202012 Mooring fatality

23 Feb 2020 MARS 2020

As edited from official SHK (Sweden) report S-238/18


A cargo vessel was about to depart. The Master held a short briefing with the duty officer and a seaman. He informed them that they would depart without assistance from outside linesmen because the weather was good and the light winds would hold the vessel on the berth. The deck crew for the departure consisted of an officer and two crew, as was usual on this vessel. Since no outside linesmen had been called, one of the crew was on the dock to let go the lines. No additional crew members were called on deck. The officer went forward and one crew member went aft.


The order was given to release two of the three stern lines. Both aft lines were on the same winch, so the crew member on the poop deck slacked them both at the same time. Once the lines were off the shore bollards he started winching them to the poop deck. During this time the vessel moved slightly forward, so there was no tension on the aft spring bollard. The crew member on the dock took the aft spring line off the bollard as he went forward. He released the lines at the bow and came back on board just aft of the forecastle.

About this time, the Master noted that the aft spring line was still lying on the quay and had not been winched in. He called the crew member at the stern over VHF radio but received no response. He ordered the third officer to send the recently boarded crew member to the stern to check the situation. The crew member found his colleague pinned to the mooring winch by one of the lines that he had been winching inboard, unresponsive and bleeding heavily from several places. The control lever for the winch was held down by a weight to keep it in the position for maximum winch speed. He immediately called for help and engaged the emergency stop on the winch.

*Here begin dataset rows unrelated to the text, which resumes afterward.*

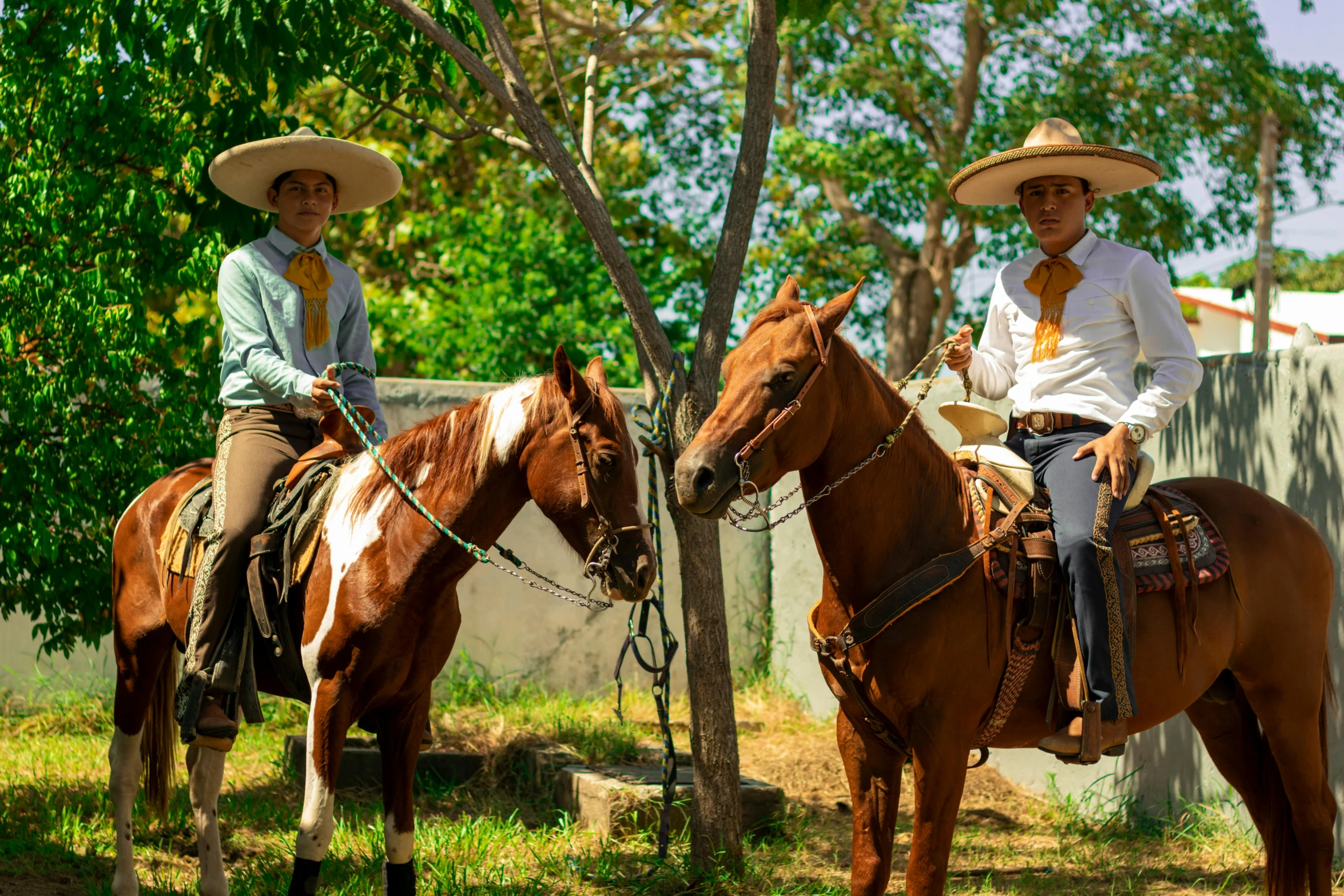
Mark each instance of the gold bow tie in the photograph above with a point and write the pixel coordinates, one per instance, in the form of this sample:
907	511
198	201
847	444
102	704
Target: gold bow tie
308	272
1051	278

The crew member who found the victim had to cut the mooring rope to free him. By the time the officer arrived the victim had been freed and first aid was administered. Using a stretcher, they moved the victim inside the vessel. An ambulance arrived and the victim was taken to hospital where his condition was stabilised. Unfortunately, due to the serious internal injuries he had sustained, he died two months later.

The official investigation found, among other things, that:

  • The crew member working the lines on the poop deck was working alone on a slippery deck.
  • The two aft lines were winched home simultaneously with the winch control lever locked to high speed, probably because the victim wished to stow them at the same time as winching in.

Lessons learned

  • Ensure sufficient crew are present during mooring operations to guarantee safe working conditions. This will usually require more than one person at each mooring station.
  • The winch operator must have full control of all activity as ropes are taken in on the winch drum. When using a winch drum with a loose rope, one person must be at the end of the drum and another person must be standing at least one metre behind to manage the slack. With the winch operator, this makes three.
  • Deck surfaces where mooring activities are carried out must be slipresistant.

Editor’s note: Using a weight to keep the winch control in operation while the lone crew member handled the lines was apparently a common practice on this vessel. This type of work-around is typical of human nature; we all want to accomplish the task required of us. If you are bypassing safety mechanisms while trying to do your work, STOP and ask yourself, ‘Is this really safe?’ In almost every case the answer will be no.